The Santa Clause

At first, when I had my child, I considered not lying about Santa. I thought it might be better to be truthful…to never lie about Santa and take all of the credit for everything done on Christmas Eve. I thought I’d save my child the devastation and sense of betrayal that follows the realization of the lie of Santa. We decided to continue the tradition of Santa for our child. 

For all parents that participate in Santa, it is a sacrifice that we face each year. We work hard for what we get only to give some fake guy in a red velvet suit all of the credit. Why do we do this? Why do we lie? It is a lesson teaching the importance of selfless giving. We sacrifice the reciprocity involving the “Oh thank you mommy and daddy! I love it so much! I love you!” moment allowing the joy to fall on the child of knowing that someone other than parents and family loves him/her. This is something the child may never appreciate until older and/or have a child of his/her own.
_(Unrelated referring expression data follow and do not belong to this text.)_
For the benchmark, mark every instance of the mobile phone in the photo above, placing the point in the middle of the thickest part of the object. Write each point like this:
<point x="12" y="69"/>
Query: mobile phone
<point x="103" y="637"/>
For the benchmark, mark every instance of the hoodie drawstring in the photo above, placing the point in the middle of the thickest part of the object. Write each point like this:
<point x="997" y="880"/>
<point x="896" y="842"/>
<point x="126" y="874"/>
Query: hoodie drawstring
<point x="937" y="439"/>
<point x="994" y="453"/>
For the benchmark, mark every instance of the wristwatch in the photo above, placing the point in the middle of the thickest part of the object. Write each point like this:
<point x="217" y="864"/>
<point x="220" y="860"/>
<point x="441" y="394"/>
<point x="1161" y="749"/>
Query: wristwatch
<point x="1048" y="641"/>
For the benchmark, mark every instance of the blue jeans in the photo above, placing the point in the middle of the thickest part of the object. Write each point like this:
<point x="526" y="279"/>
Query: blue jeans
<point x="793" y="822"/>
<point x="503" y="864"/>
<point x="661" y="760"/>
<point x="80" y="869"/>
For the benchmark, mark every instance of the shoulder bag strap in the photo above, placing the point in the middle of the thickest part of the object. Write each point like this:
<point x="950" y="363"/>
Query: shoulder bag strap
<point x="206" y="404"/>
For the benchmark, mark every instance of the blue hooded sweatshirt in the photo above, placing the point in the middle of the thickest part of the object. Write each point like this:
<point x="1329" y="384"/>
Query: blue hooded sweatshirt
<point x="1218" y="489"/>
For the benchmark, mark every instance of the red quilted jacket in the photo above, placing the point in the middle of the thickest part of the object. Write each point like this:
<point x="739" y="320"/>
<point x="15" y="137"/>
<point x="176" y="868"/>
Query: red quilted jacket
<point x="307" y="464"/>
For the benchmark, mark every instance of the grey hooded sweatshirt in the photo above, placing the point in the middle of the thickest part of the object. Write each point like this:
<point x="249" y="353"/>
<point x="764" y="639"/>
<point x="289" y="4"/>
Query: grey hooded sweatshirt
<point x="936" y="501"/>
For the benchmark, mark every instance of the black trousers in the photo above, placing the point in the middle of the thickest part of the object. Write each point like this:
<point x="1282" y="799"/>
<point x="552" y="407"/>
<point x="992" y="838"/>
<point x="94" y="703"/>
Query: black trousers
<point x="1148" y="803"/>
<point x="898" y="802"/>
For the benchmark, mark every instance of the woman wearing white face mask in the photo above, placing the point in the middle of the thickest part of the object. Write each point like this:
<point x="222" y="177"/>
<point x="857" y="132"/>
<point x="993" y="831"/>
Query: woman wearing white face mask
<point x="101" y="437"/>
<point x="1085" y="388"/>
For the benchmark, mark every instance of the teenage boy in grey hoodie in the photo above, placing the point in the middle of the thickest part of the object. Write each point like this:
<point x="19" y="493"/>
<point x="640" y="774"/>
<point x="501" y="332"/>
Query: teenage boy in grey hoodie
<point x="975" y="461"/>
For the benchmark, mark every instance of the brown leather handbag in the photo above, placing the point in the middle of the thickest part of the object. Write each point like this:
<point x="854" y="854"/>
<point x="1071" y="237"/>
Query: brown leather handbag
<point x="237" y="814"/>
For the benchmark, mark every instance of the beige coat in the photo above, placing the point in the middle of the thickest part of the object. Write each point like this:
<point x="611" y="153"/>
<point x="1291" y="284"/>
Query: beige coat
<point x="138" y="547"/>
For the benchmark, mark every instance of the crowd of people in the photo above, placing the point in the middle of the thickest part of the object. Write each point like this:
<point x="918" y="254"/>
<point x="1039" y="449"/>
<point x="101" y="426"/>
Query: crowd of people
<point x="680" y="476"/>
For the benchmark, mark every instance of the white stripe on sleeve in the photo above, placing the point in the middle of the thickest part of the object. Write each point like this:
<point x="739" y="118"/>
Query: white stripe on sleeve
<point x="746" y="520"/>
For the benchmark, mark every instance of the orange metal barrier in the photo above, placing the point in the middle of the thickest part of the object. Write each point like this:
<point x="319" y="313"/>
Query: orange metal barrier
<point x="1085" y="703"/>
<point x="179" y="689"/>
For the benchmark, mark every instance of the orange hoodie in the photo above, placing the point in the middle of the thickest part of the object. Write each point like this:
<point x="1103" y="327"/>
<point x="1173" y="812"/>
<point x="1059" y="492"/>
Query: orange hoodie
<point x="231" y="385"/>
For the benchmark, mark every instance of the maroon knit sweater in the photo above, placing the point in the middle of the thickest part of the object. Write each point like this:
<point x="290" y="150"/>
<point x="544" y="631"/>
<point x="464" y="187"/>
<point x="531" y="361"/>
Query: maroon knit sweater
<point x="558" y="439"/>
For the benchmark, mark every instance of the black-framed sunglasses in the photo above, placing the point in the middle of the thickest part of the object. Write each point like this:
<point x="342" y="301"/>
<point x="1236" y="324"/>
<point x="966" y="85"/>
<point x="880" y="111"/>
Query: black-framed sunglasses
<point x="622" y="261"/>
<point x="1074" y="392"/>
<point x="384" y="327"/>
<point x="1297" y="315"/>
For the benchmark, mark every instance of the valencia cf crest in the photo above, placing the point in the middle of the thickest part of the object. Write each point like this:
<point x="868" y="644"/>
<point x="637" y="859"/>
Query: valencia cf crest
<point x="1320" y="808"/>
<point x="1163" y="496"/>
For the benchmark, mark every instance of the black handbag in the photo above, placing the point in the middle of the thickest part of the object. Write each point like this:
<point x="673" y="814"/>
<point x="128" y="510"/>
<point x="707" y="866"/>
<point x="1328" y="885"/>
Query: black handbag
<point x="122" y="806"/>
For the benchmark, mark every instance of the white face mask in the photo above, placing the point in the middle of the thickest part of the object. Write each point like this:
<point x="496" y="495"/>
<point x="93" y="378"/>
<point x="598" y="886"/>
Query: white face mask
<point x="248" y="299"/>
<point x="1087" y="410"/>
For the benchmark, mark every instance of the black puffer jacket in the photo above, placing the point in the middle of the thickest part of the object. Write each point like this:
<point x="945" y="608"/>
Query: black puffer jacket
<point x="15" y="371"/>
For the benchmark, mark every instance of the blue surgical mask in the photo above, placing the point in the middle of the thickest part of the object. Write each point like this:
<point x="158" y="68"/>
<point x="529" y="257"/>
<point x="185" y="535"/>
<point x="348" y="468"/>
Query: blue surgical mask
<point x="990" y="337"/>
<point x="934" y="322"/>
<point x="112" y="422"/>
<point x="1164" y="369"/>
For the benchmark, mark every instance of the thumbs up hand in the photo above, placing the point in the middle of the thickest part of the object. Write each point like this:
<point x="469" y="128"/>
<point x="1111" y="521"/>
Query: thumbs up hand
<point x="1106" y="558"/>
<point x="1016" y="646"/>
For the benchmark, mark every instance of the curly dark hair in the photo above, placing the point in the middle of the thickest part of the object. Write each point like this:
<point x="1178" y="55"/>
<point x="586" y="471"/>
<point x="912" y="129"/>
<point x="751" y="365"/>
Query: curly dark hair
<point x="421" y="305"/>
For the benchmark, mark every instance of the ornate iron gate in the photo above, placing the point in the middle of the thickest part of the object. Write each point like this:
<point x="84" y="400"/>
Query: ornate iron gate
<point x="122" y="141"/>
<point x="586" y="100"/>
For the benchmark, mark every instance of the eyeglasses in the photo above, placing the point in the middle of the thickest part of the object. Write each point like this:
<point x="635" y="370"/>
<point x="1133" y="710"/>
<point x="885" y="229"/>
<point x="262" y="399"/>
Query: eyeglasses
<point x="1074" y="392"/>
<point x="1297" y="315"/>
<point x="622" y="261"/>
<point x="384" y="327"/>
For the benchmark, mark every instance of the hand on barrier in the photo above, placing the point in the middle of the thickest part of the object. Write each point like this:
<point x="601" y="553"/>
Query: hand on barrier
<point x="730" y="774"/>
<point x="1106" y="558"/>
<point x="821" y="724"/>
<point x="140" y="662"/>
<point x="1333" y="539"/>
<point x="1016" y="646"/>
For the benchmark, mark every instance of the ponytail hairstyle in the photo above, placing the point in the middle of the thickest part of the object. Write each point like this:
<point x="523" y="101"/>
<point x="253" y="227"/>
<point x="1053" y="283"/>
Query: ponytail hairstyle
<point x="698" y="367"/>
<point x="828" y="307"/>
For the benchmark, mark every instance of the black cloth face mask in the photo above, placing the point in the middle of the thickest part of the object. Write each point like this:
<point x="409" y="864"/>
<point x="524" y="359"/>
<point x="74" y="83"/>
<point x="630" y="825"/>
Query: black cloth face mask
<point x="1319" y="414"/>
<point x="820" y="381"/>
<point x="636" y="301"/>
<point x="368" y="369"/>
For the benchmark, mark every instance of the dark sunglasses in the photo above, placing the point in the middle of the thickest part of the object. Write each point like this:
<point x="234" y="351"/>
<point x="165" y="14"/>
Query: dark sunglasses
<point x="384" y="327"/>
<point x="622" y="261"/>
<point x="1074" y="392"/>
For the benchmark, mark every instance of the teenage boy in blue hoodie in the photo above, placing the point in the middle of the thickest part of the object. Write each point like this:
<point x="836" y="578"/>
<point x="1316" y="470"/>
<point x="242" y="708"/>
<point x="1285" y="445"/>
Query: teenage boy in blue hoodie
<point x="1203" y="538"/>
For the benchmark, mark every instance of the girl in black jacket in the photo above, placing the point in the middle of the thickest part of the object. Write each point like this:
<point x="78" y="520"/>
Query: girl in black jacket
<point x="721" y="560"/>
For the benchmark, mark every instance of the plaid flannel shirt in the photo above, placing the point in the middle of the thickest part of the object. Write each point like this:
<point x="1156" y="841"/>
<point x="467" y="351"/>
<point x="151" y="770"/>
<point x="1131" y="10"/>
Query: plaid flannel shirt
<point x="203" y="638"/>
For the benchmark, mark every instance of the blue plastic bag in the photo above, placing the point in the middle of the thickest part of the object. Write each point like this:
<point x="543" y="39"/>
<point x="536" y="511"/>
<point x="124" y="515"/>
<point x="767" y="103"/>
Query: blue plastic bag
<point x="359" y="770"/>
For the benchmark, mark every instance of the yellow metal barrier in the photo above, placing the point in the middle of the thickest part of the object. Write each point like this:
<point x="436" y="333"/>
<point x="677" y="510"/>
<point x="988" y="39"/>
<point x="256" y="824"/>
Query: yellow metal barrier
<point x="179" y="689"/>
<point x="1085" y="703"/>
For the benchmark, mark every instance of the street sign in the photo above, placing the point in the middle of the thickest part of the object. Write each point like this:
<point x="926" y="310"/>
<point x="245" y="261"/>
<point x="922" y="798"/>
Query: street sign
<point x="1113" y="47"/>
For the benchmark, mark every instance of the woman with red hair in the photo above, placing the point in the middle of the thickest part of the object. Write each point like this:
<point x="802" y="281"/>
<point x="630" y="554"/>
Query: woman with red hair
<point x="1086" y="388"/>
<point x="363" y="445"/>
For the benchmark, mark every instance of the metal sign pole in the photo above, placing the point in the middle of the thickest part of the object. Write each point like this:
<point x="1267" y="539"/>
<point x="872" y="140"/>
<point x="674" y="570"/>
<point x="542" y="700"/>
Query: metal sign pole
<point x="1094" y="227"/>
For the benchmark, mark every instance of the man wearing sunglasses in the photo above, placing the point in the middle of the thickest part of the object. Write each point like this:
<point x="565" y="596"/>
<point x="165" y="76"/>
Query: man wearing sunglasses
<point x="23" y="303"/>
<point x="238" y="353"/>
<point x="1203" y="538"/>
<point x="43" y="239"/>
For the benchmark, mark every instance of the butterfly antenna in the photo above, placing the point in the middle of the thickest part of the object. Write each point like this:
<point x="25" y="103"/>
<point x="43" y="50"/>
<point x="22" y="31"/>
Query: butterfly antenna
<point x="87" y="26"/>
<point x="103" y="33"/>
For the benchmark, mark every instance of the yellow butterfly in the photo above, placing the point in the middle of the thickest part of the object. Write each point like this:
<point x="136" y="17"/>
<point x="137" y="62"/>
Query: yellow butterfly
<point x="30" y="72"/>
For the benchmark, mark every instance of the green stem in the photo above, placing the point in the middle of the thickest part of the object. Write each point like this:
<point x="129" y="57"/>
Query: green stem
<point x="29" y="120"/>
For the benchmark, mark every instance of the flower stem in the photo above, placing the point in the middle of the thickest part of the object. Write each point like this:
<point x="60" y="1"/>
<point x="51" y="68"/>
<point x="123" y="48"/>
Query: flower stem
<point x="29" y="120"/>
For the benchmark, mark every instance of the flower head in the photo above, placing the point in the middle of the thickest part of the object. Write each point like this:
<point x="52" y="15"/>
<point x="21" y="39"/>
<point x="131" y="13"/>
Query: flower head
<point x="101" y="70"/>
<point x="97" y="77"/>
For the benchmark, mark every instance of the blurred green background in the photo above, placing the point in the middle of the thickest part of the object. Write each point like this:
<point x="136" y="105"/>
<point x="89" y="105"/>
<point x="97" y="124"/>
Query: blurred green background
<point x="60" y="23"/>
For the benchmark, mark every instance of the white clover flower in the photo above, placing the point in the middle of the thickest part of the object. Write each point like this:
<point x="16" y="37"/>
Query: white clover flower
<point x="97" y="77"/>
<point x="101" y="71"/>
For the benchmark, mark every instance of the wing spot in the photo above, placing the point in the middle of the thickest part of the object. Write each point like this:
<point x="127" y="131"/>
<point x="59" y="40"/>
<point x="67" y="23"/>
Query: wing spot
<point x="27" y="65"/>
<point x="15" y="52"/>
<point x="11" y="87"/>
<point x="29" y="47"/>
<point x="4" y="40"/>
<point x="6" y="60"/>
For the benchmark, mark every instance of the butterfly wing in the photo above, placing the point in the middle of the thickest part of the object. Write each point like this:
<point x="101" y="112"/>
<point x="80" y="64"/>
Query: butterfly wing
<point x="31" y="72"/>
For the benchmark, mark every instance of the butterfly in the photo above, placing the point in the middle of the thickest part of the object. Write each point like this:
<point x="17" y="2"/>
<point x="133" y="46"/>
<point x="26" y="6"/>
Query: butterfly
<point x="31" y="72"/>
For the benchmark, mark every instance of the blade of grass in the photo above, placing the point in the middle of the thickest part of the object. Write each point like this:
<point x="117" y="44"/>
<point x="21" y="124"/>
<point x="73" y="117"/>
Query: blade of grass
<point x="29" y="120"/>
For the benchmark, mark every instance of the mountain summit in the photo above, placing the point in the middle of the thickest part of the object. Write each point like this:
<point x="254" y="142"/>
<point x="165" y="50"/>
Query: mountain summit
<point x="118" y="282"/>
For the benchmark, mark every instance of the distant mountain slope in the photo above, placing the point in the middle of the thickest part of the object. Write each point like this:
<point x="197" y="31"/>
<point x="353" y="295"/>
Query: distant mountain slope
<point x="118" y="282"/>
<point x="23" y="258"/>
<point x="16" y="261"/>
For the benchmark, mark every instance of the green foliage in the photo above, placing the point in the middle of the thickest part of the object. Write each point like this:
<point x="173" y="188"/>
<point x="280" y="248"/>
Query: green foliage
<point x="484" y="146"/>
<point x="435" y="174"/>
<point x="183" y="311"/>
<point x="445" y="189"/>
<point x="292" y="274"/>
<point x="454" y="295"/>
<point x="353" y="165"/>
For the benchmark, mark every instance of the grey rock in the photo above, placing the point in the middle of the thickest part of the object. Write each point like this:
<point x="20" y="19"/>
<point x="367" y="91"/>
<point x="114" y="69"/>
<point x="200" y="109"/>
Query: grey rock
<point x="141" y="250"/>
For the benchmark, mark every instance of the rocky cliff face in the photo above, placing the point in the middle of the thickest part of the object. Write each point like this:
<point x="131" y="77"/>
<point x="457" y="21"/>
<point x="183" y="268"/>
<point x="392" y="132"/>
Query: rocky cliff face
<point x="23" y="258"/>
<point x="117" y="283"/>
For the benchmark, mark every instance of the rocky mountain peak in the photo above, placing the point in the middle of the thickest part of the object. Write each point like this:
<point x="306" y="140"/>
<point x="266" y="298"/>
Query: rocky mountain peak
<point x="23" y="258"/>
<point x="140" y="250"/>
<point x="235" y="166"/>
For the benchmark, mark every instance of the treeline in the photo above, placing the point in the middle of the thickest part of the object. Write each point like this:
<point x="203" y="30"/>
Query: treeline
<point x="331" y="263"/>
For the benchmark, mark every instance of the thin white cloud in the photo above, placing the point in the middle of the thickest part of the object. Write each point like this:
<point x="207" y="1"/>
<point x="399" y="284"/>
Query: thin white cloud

Throughout our lives with our children, we give everything to them and ask for nothing in return. We do not want gifts. We want hugs, kisses, love. We want lasting moments. Our children freely give these things to us and do so without gifts.

 My child is now at an age where things are steadily becoming clear. My child is walking around the house leaving coins here and there saying “The Christmas Cat” has left us gifts. The lessons of selfless giving are being instilled in my child. Santa is still real at this time, but my child is clever. This may be the last year of Santa. My child is kind and loving. I wonder if my child will discover the Santa lie and pretend to believe for my and my husband’s benefit. It would befit my child’s nature. It makes me sad and proud.

Why do we give our children the lie of Santa? To give the illusion of magic and selfless giving in a world that tends to be devoid of such things. It will break my child’s heart to learn the lie of Santa…It’s already breaking mine…

In the end all parents are subjected to the Santa Clause…where our hearts will break far more than that of our children’s. Yet it is the bittersweet joy of the short magical time we have with our children that makes such heart break worth the lie.


2 Comments (+add yours?)

  1. Darnack71
    Dec 25, 2010 @ 17:26:45

    This was a very touching and meaningful post. I kept the charade of Santa up for my parents until I was 13 at which point it stopped without any discussions. We both knew at that point that the other knew and it was unspoken that it was time it ended. Why did I continue lying and acting for them? I figured if it meant so much to them to lie to me in the first place, and they always seemed so happy watching me open my gifts from “Santa” that it would be my holiday gift to them to continue the tradition. This of course meant more to my Mother than my father but in the end it was appreciated. And that sentiment was the embodiment of the spirit of selfless giving. Merry Christmas to you and your dear family my friend!